When you spin, your body doesn't get to go for a free ride—it has to help too!
Physically Use It
Some coaches claim that your body should actually be able spin (slowly) on its own without the help of your arms. And whether that's true or not, trying to spin imagining that your body can spin without your arms' help will make you a better spinner.
There are a couple of ways to do that, but mostly you have to use your imagination.
- To begin turning, imagine that the right side of your body is folding over onto the left side.
- Picture yourself on a rotisserie, as if you are spinning around a post or “spit (just vertically instead of horizontally).
Your body should help your spin, not slow you down or tip you over.
The straighter your body is, the less drag it will have in the water: Picture the difference between twirling a normal straw vertically in the water versus one of those silly draws (with all the loops sticking out to the sides).
You also have to worry about getting twisted—as you spin, some parts seem to rush ahead while others get left behind.

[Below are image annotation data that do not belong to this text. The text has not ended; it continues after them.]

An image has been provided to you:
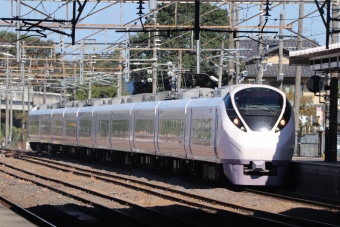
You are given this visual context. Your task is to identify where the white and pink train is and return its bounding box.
[29,84,295,185]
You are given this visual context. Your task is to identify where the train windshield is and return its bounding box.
[234,88,283,112]
[234,88,284,132]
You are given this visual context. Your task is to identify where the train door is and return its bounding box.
[213,107,220,158]
[184,107,192,155]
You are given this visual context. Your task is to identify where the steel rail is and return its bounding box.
[0,162,197,226]
[0,195,56,227]
[12,157,335,226]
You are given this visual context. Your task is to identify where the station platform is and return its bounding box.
[289,157,340,201]
[0,203,36,227]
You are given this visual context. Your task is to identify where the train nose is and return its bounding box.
[235,132,278,161]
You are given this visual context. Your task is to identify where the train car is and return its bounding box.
[29,84,295,186]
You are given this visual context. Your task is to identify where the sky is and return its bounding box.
[0,0,326,92]
[0,0,326,48]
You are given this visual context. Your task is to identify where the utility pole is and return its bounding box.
[277,13,283,90]
[5,52,9,148]
[176,50,182,91]
[79,40,84,85]
[235,4,240,84]
[8,92,13,145]
[17,0,21,62]
[227,2,235,84]
[0,94,2,147]
[324,2,339,162]
[117,51,123,97]
[152,12,159,94]
[194,0,201,74]
[217,40,224,88]
[256,3,263,84]
[72,63,77,100]
[21,42,26,143]
[87,78,92,100]
[294,2,305,131]
[43,81,46,104]
[27,80,31,112]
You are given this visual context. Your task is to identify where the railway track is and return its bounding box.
[1,153,335,226]
[0,163,202,226]
[0,193,55,227]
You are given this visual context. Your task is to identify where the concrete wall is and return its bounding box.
[0,87,60,111]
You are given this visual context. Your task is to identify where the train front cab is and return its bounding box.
[220,86,295,186]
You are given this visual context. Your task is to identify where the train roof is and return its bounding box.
[36,84,274,110]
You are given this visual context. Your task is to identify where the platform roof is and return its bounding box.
[289,43,340,71]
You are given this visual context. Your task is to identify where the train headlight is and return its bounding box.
[280,119,286,126]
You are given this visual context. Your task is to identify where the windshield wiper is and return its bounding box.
[249,102,275,112]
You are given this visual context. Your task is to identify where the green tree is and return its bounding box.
[130,3,229,94]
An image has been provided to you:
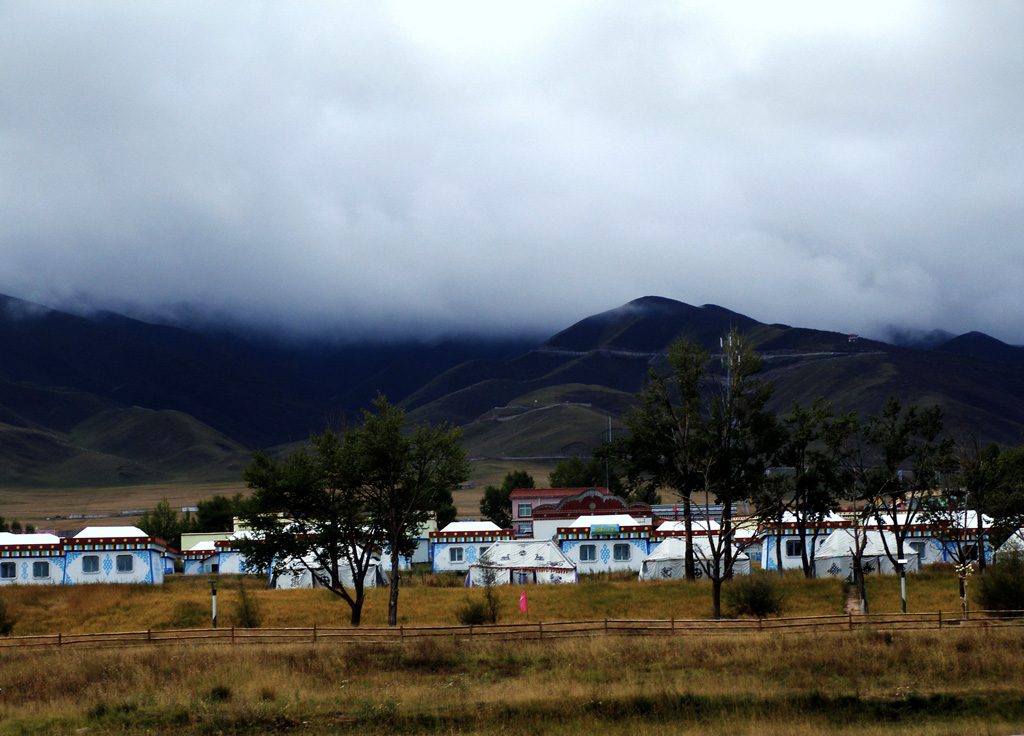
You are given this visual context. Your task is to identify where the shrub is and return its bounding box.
[724,574,784,618]
[978,552,1024,611]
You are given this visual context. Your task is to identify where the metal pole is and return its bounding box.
[896,558,906,613]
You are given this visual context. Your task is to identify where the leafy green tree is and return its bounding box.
[138,499,185,550]
[752,397,844,577]
[610,333,777,618]
[345,395,470,626]
[239,431,383,626]
[480,470,537,529]
[863,396,952,566]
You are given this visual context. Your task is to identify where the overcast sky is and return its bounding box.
[0,0,1024,344]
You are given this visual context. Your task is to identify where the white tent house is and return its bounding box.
[181,542,220,575]
[761,511,851,570]
[814,529,921,580]
[430,521,512,572]
[555,514,651,573]
[0,531,65,586]
[640,535,751,580]
[866,510,992,565]
[65,526,165,585]
[269,555,388,590]
[466,539,580,588]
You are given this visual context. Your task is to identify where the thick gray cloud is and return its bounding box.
[0,0,1024,343]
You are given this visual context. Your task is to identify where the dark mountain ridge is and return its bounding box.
[0,296,1024,485]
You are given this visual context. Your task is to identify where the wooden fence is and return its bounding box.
[0,611,1024,650]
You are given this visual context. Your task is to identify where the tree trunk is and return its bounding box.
[974,509,985,573]
[775,516,782,577]
[711,577,723,621]
[853,557,868,616]
[683,501,697,580]
[348,590,364,626]
[387,540,400,626]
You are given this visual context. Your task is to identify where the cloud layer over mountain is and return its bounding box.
[0,0,1024,344]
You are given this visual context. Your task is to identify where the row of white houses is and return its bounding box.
[0,503,1007,588]
[0,526,174,586]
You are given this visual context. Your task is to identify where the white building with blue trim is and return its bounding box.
[430,521,512,572]
[555,514,652,573]
[0,526,167,586]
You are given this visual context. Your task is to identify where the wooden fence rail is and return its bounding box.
[0,611,1024,650]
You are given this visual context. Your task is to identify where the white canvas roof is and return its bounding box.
[995,527,1024,558]
[640,536,751,580]
[466,540,579,588]
[814,528,912,560]
[657,519,722,532]
[0,531,60,547]
[75,526,148,539]
[441,521,502,532]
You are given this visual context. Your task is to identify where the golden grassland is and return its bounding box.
[0,630,1024,736]
[0,569,974,634]
[0,569,1024,736]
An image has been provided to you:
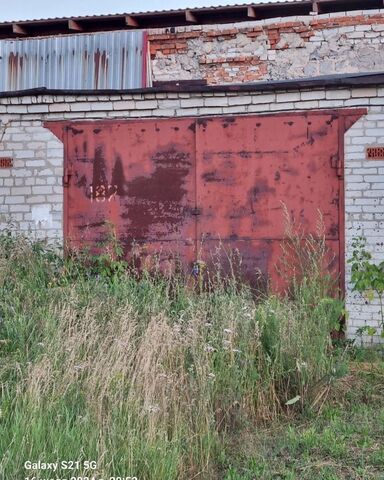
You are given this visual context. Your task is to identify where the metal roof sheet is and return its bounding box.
[0,0,383,38]
[0,71,384,98]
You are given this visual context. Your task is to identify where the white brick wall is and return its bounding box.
[0,119,63,242]
[0,87,384,337]
[345,109,384,342]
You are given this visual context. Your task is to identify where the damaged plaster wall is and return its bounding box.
[149,9,384,84]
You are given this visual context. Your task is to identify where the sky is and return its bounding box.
[0,0,282,22]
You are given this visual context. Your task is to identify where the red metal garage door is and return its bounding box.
[49,110,364,288]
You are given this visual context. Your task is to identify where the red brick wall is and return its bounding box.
[149,10,384,84]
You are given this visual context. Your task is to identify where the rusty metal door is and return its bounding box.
[48,110,364,283]
[50,119,196,272]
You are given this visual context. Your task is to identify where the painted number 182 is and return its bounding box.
[89,184,117,202]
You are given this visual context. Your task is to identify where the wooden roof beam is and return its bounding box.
[68,20,84,32]
[125,15,139,28]
[247,5,258,19]
[185,10,197,23]
[310,0,321,15]
[12,23,28,35]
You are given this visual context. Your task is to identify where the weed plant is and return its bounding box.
[0,222,342,480]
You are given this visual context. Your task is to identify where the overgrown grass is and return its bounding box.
[0,230,372,480]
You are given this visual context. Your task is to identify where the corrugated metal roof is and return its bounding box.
[0,71,384,98]
[0,0,383,38]
[0,0,306,25]
[0,30,147,91]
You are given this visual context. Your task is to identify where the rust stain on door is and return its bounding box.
[48,110,364,284]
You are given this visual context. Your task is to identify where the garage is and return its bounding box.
[47,109,364,284]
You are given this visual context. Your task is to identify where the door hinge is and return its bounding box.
[331,153,344,177]
[191,207,201,217]
[63,167,72,187]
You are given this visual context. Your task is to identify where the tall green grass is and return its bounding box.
[0,226,341,480]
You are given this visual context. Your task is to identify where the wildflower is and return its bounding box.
[204,345,216,352]
[146,403,160,413]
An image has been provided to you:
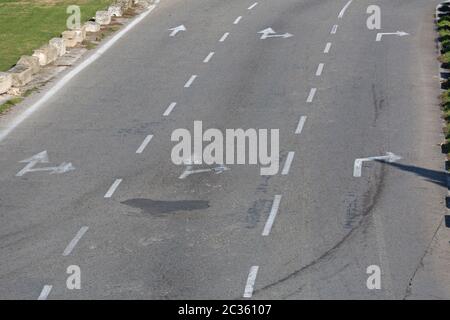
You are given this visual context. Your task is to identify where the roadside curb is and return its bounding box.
[435,0,450,228]
[0,0,159,97]
[0,0,159,143]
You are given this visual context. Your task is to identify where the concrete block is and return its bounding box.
[84,21,100,32]
[95,11,111,26]
[49,38,66,57]
[116,0,133,12]
[108,4,123,17]
[62,28,86,48]
[33,44,58,66]
[8,64,33,87]
[17,56,41,74]
[0,72,12,94]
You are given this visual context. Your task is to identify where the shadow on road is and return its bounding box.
[377,160,447,188]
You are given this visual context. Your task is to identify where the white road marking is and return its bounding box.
[295,116,306,134]
[306,88,317,102]
[63,226,89,256]
[353,152,402,178]
[281,151,295,176]
[331,24,339,34]
[38,284,53,300]
[136,134,153,153]
[184,74,197,88]
[178,164,230,179]
[248,2,258,10]
[0,5,156,142]
[338,0,353,19]
[219,32,230,42]
[169,25,186,37]
[105,179,122,198]
[316,63,325,77]
[163,102,176,117]
[244,266,259,298]
[16,150,75,177]
[203,51,214,63]
[262,195,281,236]
[376,31,409,41]
[258,28,293,40]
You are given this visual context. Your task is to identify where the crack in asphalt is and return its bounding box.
[402,217,444,300]
[254,166,385,295]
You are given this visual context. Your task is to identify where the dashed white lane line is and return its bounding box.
[38,284,53,300]
[0,5,156,141]
[184,74,197,88]
[105,179,122,198]
[244,266,259,298]
[330,24,339,34]
[163,102,176,117]
[281,151,295,176]
[203,51,214,63]
[306,88,317,103]
[63,226,89,257]
[219,32,230,42]
[262,194,281,236]
[295,116,306,134]
[136,134,153,154]
[248,2,258,10]
[316,63,325,77]
[338,0,353,19]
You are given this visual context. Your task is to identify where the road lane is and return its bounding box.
[0,0,442,299]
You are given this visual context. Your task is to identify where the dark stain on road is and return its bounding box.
[121,198,209,214]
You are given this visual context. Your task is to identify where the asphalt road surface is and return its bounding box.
[0,0,450,299]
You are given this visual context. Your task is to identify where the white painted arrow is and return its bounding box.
[353,152,402,177]
[169,25,186,37]
[258,28,293,39]
[178,164,230,179]
[16,150,75,177]
[377,31,409,41]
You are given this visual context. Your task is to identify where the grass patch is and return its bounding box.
[0,0,113,71]
[0,97,23,114]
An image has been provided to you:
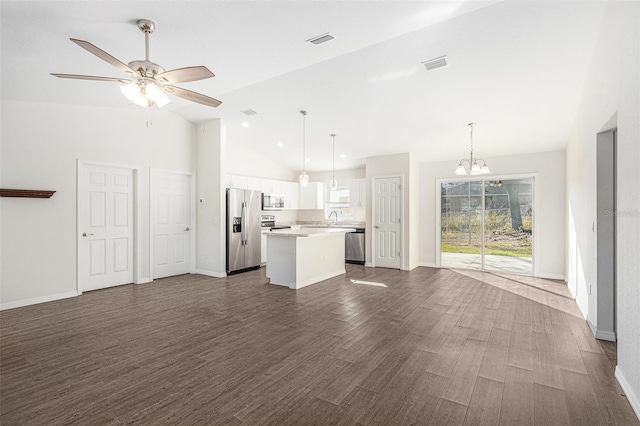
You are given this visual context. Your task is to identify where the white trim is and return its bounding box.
[0,291,81,311]
[587,318,616,342]
[77,158,142,295]
[534,273,567,283]
[149,167,198,281]
[615,365,640,420]
[195,269,227,278]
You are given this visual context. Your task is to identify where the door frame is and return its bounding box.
[369,174,408,271]
[76,158,142,295]
[149,168,197,281]
[435,173,540,277]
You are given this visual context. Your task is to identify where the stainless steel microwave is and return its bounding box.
[262,193,284,210]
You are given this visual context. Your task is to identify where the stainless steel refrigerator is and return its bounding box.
[227,189,262,275]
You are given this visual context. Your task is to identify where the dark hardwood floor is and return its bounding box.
[0,265,640,426]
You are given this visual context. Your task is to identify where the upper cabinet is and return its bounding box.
[262,179,283,195]
[349,179,367,208]
[282,182,300,210]
[299,182,324,210]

A quick way to fix that problem is to check your positioning every half or full turn when you're facing a wall. Make sure your eyes, nose, shoulders, hips, and feet are all facing that wall, regardless of where you are in the spin.
If you're having trouble learning to spin, forget about staying high—one of the most difficult elements—and focus instead on technique.
Hang upside-down in your vertical position at your floating level so you can concentrate on your alignment and sculling.
Faster Is Better
The faster you are able to spin without tipping over, the better. First, because it just looks better and second, because, like riding a bicycle, it's easier to stay up and keep from wobbling when you get up some speed.
Put Your Own Spin on It
Knowing how to spin is useful in figures and technical routines, but will also open up a world of creative options for future choreography sessions. Moving beyond the straight forward vertical spin is fun and a nice reward for having mastered the basics.